Henry II was determined to prevent any independent kingdom arising, and there is also suspicion that he was attempting to divert attention from the murder of Thomas a Becket in December 1170. The view of Maurice fitz Gerald, recorded at the time, sums up contemporary thought. "Though English to the Irish, we are Irish to the English". The king indeed brought new men with him, and was suspicious of the early invaders. He confirmed Strongbow to Leinster, perhaps because he had little choice, but everything else went to the new men. Most of the original force, Robert fitz Stephen, Meiler fitz Henry, Miles fitz David were placed in Dublin as garrison. But Strongbow did grant them land when he sub-divided Leinster. It was then that Miles fitz David became Baron of Iverk in the very south of Co Kilkenny.
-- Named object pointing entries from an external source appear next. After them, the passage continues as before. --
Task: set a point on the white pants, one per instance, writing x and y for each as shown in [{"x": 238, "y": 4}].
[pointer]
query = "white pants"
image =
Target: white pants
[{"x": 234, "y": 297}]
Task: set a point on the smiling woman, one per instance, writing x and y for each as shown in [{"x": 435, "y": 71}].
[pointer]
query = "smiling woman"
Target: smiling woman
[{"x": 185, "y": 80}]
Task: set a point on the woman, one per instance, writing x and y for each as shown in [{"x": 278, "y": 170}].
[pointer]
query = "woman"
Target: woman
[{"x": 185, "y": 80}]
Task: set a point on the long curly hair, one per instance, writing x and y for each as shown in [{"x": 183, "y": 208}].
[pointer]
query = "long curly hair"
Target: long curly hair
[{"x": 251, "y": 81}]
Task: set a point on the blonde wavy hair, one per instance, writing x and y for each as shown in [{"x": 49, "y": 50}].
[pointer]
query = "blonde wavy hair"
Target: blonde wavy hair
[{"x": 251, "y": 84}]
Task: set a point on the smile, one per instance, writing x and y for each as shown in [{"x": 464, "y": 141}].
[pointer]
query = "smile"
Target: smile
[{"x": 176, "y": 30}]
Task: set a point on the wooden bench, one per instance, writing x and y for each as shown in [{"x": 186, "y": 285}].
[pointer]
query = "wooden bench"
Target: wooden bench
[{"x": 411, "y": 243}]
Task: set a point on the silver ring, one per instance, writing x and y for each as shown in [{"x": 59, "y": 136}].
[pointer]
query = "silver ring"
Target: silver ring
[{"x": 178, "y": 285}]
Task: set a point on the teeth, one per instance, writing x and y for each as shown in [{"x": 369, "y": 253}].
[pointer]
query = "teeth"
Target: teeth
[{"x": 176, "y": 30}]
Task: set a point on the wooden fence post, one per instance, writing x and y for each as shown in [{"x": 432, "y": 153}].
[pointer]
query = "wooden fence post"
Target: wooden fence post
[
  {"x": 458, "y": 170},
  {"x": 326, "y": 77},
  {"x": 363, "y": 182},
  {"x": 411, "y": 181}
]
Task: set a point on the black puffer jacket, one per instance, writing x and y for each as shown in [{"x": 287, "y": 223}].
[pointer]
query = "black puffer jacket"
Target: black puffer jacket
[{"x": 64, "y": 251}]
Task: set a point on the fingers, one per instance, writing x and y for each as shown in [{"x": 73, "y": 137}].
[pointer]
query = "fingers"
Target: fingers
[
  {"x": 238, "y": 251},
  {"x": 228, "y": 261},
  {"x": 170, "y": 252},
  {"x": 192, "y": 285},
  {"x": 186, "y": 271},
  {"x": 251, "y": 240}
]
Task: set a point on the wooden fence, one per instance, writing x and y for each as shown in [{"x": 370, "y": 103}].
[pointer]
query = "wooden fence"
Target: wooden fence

Henry II left Ireland without conquering much of the country. That task was left to the Normans who remained. He did make his youngest son John, Lord of Ireland in 1185. The three elder sons of Henry II were to become respectively King of England (with Normandy and Anjou), Lord of Aquitaine and Lord of Brittany. John did not expect to become king of England, but his elder brothers all died, and when John became King in 1199, the Lordship of Ireland became almost accidentally attached to the English crown.